If Apple wanted to create a lively 3D avatar for Siri, they could, but they don’t for business reasons. Anything less than complete realism for Siri would make the creature appear uncanny and creepy, turning off consumers. It’s likely that Apple could even make Siri’s voice more natural, given that her tone hasn’t changed much since her release in 2011. But again, Apple would have to improve her naturalism by leaps and bounds to pass the uncanny valley and make Siri acceptable to consumers.
However, as individual AI domains increase in sophistication, a new opportunity will arise that involves mashing up disparate AI modules. For example, if Siri had a 3D face floating on the screen of a self-driving Tesla, the effect would be like talking to Kit, the automated assistant featured in 1980s television show, Knight Rider. Instead of creeping us out, the combination would be delightful, tickling our curiosity. “Siri, take me to the grocery store.” “Okay, would you like to stop by the bank along the way?” If you added some eyelashes and fleshy features, you might start to feel like you had a real-life shopping companion.

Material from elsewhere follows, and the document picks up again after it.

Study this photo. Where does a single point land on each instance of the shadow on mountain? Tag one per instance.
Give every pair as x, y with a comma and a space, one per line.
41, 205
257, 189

The final 20% of AI sophistication for voice assistants will probably cost the same as the first 80%. But, as we get closer, it will become easier for entrepreneurs to round up the current best-performers in AI and produce a symphony of life emulation.
Benchmarking AI to Brain Modules
A naive way to measure AI progress is to look at the size of the computers involved in AI. For example, the size of Deep Blue, which is the computer that beat the world chess champion Kasparov in 1997, was about the size of a filing cabinet. Meanwhile, the chess-playing module inside of our brain is maybe the size of a pea. The volume ratio between a pea and a filing cabinet is perhaps 1:50,000, which means that the AI for playing chess had roughly one-fifty-thousandth the efficiency of the human brain. However, within a decade, cell phones had enough processing power to play world-class chess.
Likewise, the size of Siri or Alexa today may take up an entire data center, which is about 1,000 filing cabinets, whereas our brain's language processing center (Wernicke's component and the Broca region) is around the size of a walnut. In a decade, it's possible that Siri or Alexa could exist inside a small module on our phones.
In the future, computer scientists will attempt to approximate the neocortex, which is the part of the brain associated with our high-level cognitive features, including emotional intelligence. The volume of the neocortex is perhaps the size of a tennis ball. It might take the whole world's processing power today to approximate one human's neocortex. But eventually, the computational needs will come down to the size of a data center, then a filing cabinet, and then ultimately a chip that could fit in the palm of our hands.
Each time we reach a milestone in artificial intelligence, it looks trivial in retrospect. For example, when Deep Blue beat chess champion Gary Kasparov, we wrote off chess as a rote puzzle. However, that doesn't necessarily mean we will always be unimpressed by every AI accomplishment. We have to properly define the most meaningful components of intelligence so that we know what mountains we've actually climbed.
The highest mountain that AI can climb will be in approximating the neocortex. The neocortex represents the largest increase in brain mass for humans relative to the Animal Kingdom. Since Nature is efficient, the size of the neocortex is an indication of the difficulty of its function. The neocortex is responsible for our higher-order cognition, such as mind-reading or empathy. It's through the neocortex that language recognition becomes language understanding. In other words, the most interesting goal-post in AI will be social.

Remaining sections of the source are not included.